Texto Ana María Blanco Estébanez
Todos los derechos reservados

jueves, 13 de febrero de 2020

Dos desconocidos y un ascensor




   -Hoy sí subes en el ascensor, ¿no?-le preguntó sujetando la puerta cuando la vio venir empujando el carrito de la compra. Todos los vecinos sabían que lo suyo eran las escaleras, no por miedo, sino por hacer ejercicio. De hecho, alguna vez se habían reído de ella al verla subir agotada y casi sin aire....pero por las escaleras.

   -Sí, gracias. Aunque no llevara este trasto también lo usaría. Los viernes a estas horas estoy tan cansada-le dijo casi resoplando.

   -Bueno, ahora a jugar al tetris-añadió él, entrado primero puesto que iba a bajarse después de ella. Se puso de lado y dejó las bolsas de rafia que llevaba en el suelo para ayudarle a colocar el carrito. Ella se metió en el único espacio que quedaba.

   -Y menos mal que no es invierno-se rió ella, imaginándose en aquel pequeño habitáculo con los abrigos de ambos.

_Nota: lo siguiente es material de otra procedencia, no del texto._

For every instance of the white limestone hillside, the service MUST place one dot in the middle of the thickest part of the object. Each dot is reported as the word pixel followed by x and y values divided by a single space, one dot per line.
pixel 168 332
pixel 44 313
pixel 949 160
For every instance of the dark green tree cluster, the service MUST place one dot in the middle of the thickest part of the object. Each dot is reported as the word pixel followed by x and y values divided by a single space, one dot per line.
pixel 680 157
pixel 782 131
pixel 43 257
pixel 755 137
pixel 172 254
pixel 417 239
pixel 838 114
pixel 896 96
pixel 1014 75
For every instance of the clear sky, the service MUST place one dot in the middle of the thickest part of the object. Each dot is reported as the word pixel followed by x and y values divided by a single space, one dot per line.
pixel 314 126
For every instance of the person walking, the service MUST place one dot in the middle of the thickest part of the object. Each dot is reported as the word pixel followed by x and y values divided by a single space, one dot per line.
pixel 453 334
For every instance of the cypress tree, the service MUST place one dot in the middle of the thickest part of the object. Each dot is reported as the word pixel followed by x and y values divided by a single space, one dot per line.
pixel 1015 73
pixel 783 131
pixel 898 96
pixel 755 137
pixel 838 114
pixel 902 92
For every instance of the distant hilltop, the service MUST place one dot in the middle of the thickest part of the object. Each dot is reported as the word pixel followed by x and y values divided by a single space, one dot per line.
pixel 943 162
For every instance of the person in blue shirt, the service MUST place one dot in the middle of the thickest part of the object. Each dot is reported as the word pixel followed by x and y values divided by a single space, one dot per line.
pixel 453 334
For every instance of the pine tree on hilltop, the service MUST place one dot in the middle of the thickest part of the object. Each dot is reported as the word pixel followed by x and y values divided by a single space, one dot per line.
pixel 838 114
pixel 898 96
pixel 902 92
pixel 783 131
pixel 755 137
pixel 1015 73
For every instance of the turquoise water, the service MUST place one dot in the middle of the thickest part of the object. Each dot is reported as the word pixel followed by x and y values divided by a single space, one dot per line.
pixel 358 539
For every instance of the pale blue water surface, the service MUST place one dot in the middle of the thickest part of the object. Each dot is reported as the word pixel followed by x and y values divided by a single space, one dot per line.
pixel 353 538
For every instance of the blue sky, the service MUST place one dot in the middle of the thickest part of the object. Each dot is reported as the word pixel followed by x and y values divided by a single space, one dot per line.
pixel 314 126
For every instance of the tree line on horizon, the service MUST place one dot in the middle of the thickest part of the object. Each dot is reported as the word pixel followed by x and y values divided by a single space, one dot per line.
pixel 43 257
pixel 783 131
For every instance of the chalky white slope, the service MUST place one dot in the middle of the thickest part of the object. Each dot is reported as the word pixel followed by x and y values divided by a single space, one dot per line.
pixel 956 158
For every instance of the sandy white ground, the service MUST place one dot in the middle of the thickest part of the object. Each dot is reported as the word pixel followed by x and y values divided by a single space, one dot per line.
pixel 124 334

   -Bueno, es pequeño pero cumple su función-respondió él, pulsando el botón en el que ella tendría que bajarse. No dio al suyo porque, aunque no tan antiguo como el edificio, el ascensor era tan viejo que no tenía memoria, así que ya lo pulsaría cuando ella saliera.

   Clara llevaba diez años viviendo allí y Andrés toda la vida. Era la vieja casa de sus padres. Cuando tuvieron que llevarles a una residencia y, puesto que ninguno de sus hermanos la iba a usar, decidió quedarse a vivir en ella. A pesar de vivir en la misma mano de la escalera, apenas coincidían. Un saludo y unas palabras de cortesía las pocas veces que subían juntos en el ascensor; eso era todo lo que habían hablado en estos años.

   Primero fue un chirrido y luego un click, seguido de un movimiento extraño, lo que hizo que se miraran con temor. "Uy, qué mal ha sonado eso", pensó ella. Pero como siguió funcionando y él parecía tan tranquilo, respiró hondo, esperando llegar cuanto antes. No pudo ser; no habían subido otro piso cuando el trasto se paró bruscamente, empujándoles al uno contra la otra.

   Como en un duelo en el oeste, los dos se lanzaron a buscar sus móviles.

   -No tengo cobertura-se adelantó él.

   -Yo tampoco-respondió ella cuando pudo encontrar el aparato en el fondo de su bolso. Reprimió su impulso de aporrear las puertas metálicas y gritar como una posesa. "A ver, Clarita, compórtate, que no queremos que este tío piense que somos unas locas histéricas".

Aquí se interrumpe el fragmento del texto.